ANALYSE

Les Rifains sont-ils vraiment des séparatistes ?


Alwihda Info | Par Islam al-Maghribi - 19 Mai 2017


Le Rif est en ébullition. Depuis la mort tragique de Mohcine Fikri en octobre dernier, les sit-in ne font que se multiplier et les manifestations ne font que redoubler d'intensité. Le gouvernement parle d'agenda extérieur, séparatisme et atteinte aux fondamentaux sacrés du pays. Les manifestants nient en bloc ces accusations et rétorquent : marginalisation, injustice et corruption. Qui dit vrai, qui dit faux ? Réponse de l'écrivain marocain Kamal Znidar :


Se trompe celui qui nie toute présence d'éléments séparatistes au Rif. Menteur celui qui dit que la contestation populaire que connait cette région est le produit de mouvements indépendantistes.

Des éléments séparatistes, ça existe au Rif. Et certes, aujourd'hui, ils exploitent la colère populaire pour intoxiquer la population rifaine par leurs tendances racistes et leurs poisons indépendantistes. Mais, à cette heure-ci, ils ne représentent qu'une infime minorité.

Cette infime minorité coopère depuis de longues années avec les séparatistes de la Kabylie. Les deux aspirent à la réalisation du Grand Maghreb ou ce qu'ils appellent Tamazgha. Leur travail commun a eu un certain succès en Kabylie. Mais au Rif, toutes leurs tentatives ont échoué.

Les séparatistes rifains sont en grande partie des apostats qui ne croient plus à l'Islam et qui militent pour le renversement de l'Etat islamique et la création d'une république laïque. La population locale, quant à elle, elle est dans sa majorité écrasante très attachée à l'Islam et voit en noir toute personne qui milite pour l'établissement d'un régime non-islamique… Donc au Rif, c'est mort pour eux et pour leurs dessins politiques.

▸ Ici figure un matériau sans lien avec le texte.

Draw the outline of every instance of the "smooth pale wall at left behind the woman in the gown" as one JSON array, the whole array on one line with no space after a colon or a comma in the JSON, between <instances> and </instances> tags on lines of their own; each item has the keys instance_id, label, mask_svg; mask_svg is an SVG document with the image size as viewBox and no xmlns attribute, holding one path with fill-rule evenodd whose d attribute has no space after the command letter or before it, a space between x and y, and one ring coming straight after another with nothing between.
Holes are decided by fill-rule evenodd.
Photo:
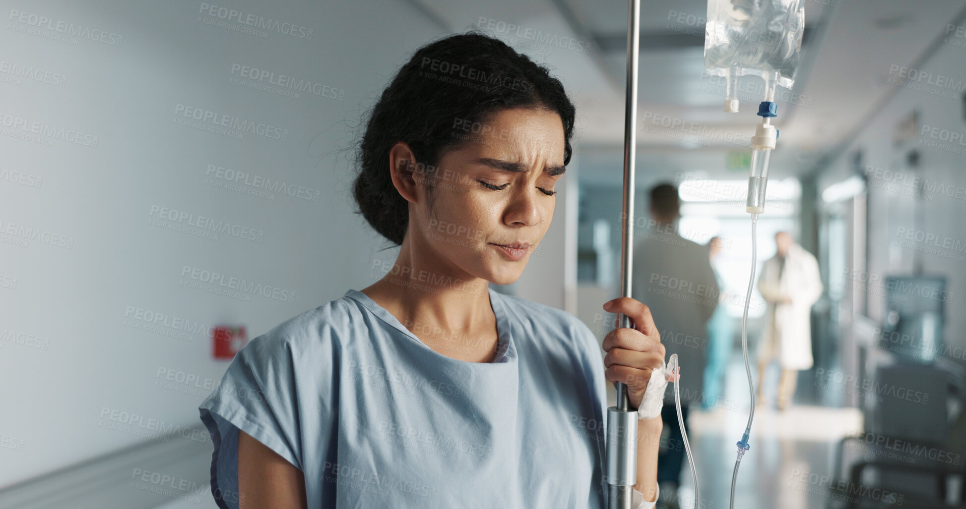
<instances>
[{"instance_id":1,"label":"smooth pale wall at left behind the woman in the gown","mask_svg":"<svg viewBox=\"0 0 966 509\"><path fill-rule=\"evenodd\" d=\"M208 4L280 24L267 37L207 24L224 20L197 1L16 1L2 13L0 486L159 428L200 424L197 406L227 366L211 358L210 326L245 325L255 337L367 286L381 276L373 261L392 259L377 253L384 242L353 213L349 153L336 149L350 144L365 107L440 28L404 2ZM52 21L41 25L41 16ZM64 36L60 22L90 32L75 43L51 39ZM312 37L283 34L289 25L281 23ZM102 33L105 42L96 40ZM344 93L331 99L328 88L317 89L296 99L247 88L230 82L234 64ZM287 136L236 139L181 126L190 119L178 115L179 104ZM33 128L42 133L22 139ZM206 175L210 164L301 186L309 199L226 189ZM261 241L154 226L155 206L250 228ZM185 267L294 297L241 292L240 300L188 288ZM130 308L200 332L146 330ZM167 381L162 369L199 382ZM142 420L108 429L127 414Z\"/></svg>"}]
</instances>

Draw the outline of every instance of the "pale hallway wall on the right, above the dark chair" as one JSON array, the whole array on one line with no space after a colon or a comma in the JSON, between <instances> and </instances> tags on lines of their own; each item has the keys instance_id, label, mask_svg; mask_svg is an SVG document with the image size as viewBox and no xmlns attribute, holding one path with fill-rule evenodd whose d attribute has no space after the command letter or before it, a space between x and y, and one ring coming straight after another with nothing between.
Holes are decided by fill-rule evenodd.
<instances>
[{"instance_id":1,"label":"pale hallway wall on the right, above the dark chair","mask_svg":"<svg viewBox=\"0 0 966 509\"><path fill-rule=\"evenodd\" d=\"M958 31L962 34L963 28ZM962 90L966 87L966 39L955 37L955 33L953 27L949 37L911 74L894 68L881 70L885 78L892 80L902 77L901 74L923 77L897 86L895 96L870 119L858 138L823 169L818 183L821 194L828 185L851 175L867 175L869 267L867 274L864 272L856 277L911 273L918 253L923 273L944 274L948 278L947 290L951 298L945 303L946 341L950 347L947 354L964 362L966 140L963 137L966 136L966 110ZM896 85L887 83L885 86ZM915 133L910 139L896 143L898 123L912 111L919 112ZM948 141L941 139L944 137ZM864 151L864 160L858 170L851 159L856 150ZM920 154L918 169L910 167L906 161L906 154L911 150ZM921 191L915 185L919 182L924 182ZM919 219L912 213L917 207L914 197L917 192L923 195ZM913 232L914 237L921 232L923 236L935 236L936 240L906 240L903 232ZM908 245L903 246L902 242L908 242ZM856 277L848 280L861 283ZM878 287L868 295L873 317L881 315L886 290Z\"/></svg>"}]
</instances>

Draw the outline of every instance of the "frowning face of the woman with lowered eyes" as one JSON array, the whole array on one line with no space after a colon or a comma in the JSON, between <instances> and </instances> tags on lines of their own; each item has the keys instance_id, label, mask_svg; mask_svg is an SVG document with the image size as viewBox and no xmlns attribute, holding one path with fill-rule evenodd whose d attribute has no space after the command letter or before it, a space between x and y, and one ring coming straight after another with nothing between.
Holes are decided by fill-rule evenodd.
<instances>
[{"instance_id":1,"label":"frowning face of the woman with lowered eyes","mask_svg":"<svg viewBox=\"0 0 966 509\"><path fill-rule=\"evenodd\" d=\"M481 123L454 122L454 135L469 143L426 172L436 185L432 211L416 186L408 235L437 258L432 267L512 283L554 216L554 187L565 169L563 123L553 111L514 108Z\"/></svg>"}]
</instances>

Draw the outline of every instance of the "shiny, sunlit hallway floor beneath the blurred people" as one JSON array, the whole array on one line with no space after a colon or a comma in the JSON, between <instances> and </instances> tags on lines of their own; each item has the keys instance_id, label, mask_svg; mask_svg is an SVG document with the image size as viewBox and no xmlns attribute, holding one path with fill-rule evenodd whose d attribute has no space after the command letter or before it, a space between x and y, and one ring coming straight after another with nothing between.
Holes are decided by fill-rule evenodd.
<instances>
[{"instance_id":1,"label":"shiny, sunlit hallway floor beneath the blurred people","mask_svg":"<svg viewBox=\"0 0 966 509\"><path fill-rule=\"evenodd\" d=\"M808 380L808 372L801 380ZM754 375L756 377L756 374ZM766 373L766 380L778 382L777 370ZM609 405L614 404L612 386ZM742 509L819 509L838 507L830 495L828 481L835 471L838 440L862 430L858 409L828 405L828 395L816 394L813 387L799 382L795 404L777 410L774 389L768 403L758 405L752 423L751 450L738 470L734 506ZM834 399L834 398L833 398ZM803 405L801 402L814 402ZM742 357L734 353L725 376L724 402L707 411L689 416L689 440L695 456L701 496L701 509L727 508L731 493L737 447L748 424L750 394ZM691 469L682 468L677 498L681 507L692 507L695 499Z\"/></svg>"}]
</instances>

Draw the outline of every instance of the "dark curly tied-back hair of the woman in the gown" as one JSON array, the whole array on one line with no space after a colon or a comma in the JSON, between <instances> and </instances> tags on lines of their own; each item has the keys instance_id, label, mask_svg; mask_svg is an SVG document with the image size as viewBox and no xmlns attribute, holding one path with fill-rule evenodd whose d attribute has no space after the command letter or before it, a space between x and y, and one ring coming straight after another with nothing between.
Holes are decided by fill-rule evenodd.
<instances>
[{"instance_id":1,"label":"dark curly tied-back hair of the woman in the gown","mask_svg":"<svg viewBox=\"0 0 966 509\"><path fill-rule=\"evenodd\" d=\"M372 108L356 155L356 213L380 235L402 244L409 225L409 202L392 184L392 146L399 141L408 143L414 163L435 168L446 152L469 141L454 136L454 121L481 123L497 111L519 107L560 115L563 163L569 163L576 110L563 84L547 68L504 42L474 32L420 47ZM425 182L432 198L433 183Z\"/></svg>"}]
</instances>

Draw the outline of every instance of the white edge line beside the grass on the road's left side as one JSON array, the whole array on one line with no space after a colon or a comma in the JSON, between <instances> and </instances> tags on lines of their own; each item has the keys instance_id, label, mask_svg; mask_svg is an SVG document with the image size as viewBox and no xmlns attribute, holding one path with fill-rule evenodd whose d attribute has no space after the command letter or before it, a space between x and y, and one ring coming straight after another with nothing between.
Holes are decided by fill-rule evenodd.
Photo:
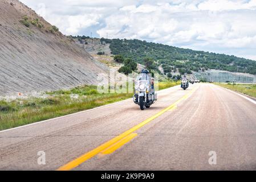
<instances>
[{"instance_id":1,"label":"white edge line beside the grass on the road's left side","mask_svg":"<svg viewBox=\"0 0 256 182\"><path fill-rule=\"evenodd\" d=\"M177 85L176 85L176 86L177 86ZM172 86L172 87L170 87L170 88L173 88L173 87L174 87L174 86ZM170 89L170 88L166 88L166 89ZM163 89L163 90L166 90L166 89ZM157 91L157 92L160 92L160 91L162 91L162 90L159 90L159 91ZM119 104L119 103L121 103L121 102L128 101L128 100L131 100L131 99L132 99L132 98L128 98L128 99L123 100L123 101L114 102L114 103L112 103L112 104L107 104L107 105L95 107L95 108L92 108L92 109L79 111L79 112L77 112L77 113L72 113L72 114L63 115L63 116L56 117L56 118L51 118L51 119L46 119L46 120L43 120L43 121L38 121L38 122L30 123L30 124L27 124L27 125L22 125L22 126L13 127L13 128L11 128L11 129L2 130L2 131L0 131L0 133L3 133L3 132L5 132L5 131L20 129L20 128L22 128L22 127L27 127L27 126L31 126L31 125L36 125L36 124L44 123L44 122L47 122L47 121L52 121L52 120L54 120L54 119L59 119L59 118L68 117L68 116L71 116L71 115L76 115L76 114L80 114L80 113L86 113L87 111L99 109L99 108L101 108L101 107L107 107L107 106L114 105L114 104Z\"/></svg>"}]
</instances>

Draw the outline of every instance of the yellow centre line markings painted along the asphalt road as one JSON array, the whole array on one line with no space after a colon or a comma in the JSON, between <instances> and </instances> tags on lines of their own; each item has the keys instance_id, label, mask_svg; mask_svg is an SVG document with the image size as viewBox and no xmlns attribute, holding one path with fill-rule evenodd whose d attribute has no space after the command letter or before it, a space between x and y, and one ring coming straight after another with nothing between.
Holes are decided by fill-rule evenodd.
<instances>
[{"instance_id":1,"label":"yellow centre line markings painted along the asphalt road","mask_svg":"<svg viewBox=\"0 0 256 182\"><path fill-rule=\"evenodd\" d=\"M197 88L196 88L197 89ZM146 119L145 121L139 123L139 125L136 125L132 127L131 129L125 131L124 133L118 135L117 137L109 140L108 142L105 142L101 144L99 147L96 147L94 150L91 150L90 152L87 152L86 154L80 156L79 158L76 158L75 160L72 160L71 162L65 164L64 166L58 168L58 171L68 171L75 167L78 167L80 164L86 162L86 160L91 159L97 154L105 155L105 154L111 154L117 148L120 148L125 143L129 142L133 138L137 136L137 134L133 133L134 131L140 129L147 123L151 122L153 119L156 119L160 115L164 114L166 111L174 110L177 107L177 104L181 102L182 100L185 100L188 98L196 89L191 90L188 94L174 102L172 105L166 107L164 110L161 110L159 113L153 115L152 117Z\"/></svg>"}]
</instances>

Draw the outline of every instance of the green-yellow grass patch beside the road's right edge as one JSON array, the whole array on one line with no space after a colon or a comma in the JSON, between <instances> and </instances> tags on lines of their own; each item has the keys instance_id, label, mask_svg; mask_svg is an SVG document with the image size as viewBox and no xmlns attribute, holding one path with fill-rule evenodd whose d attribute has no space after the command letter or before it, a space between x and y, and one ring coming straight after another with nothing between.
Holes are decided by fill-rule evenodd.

La contestation populaire que connait cette région n'est pas le produit de mouvements séparatistes comme ils l'avancent certains. Cette contestation est le produit d'une jeunesse rifaine qui est toujours attachée au Maroc mais qui se sent humiliée, marginalisée et victime de beaucoup d'injustice.

Dans ses manifestations, cette jeunesse dénonce le sous-développement dont pâtit sa région, ainsi que la corruption et le comportement souvent répressif et humiliant des représentants de l'Etat. Elle revendique sa dignité… et elle a tout à fait raison.

Le Rif, et surtout la ville d'Al Hoceïma, manque de presque tout. Marginalisée, depuis 1958, par les gouvernements qui se sont succédés, cette ville ne dispose d'aucune infrastructure industrielle et souffre d'une insuffisance d'écoles et d'hôpitaux et d'une absence totale d'universités.

Normal donc que la jeunesse de cette ville et ses environs se révolte et milite pour de meilleures conditions de vie, la fin de la marginalisation, l'emploi et des réformes économiques urgentes.

L'âme des jeunes d'Al Hoceïma et ses environs est brisée par la pauvreté, la précarité de la vie, le chômage et toutes sortes de crises socioéconomiques. Malgré ça, ils restent sages et veillent que toutes leurs manifestations se déroulent dans le calme.

Mais si l'Etat continue dans l'ignorance des régions rifaines voire si demain ou après demain décide de recourir à la violence pour enterrer la contestation au Rif, cette jeunesse peut se radicaliser et devenir séparatiste.

Le racisme n'est pas l'unique mobile qui donne naissance aux mouvements indépendantistes... parmi les facteurs qui génèrent ces mouvements : être victime de l'humiliation, l'injustice et l'exclusion.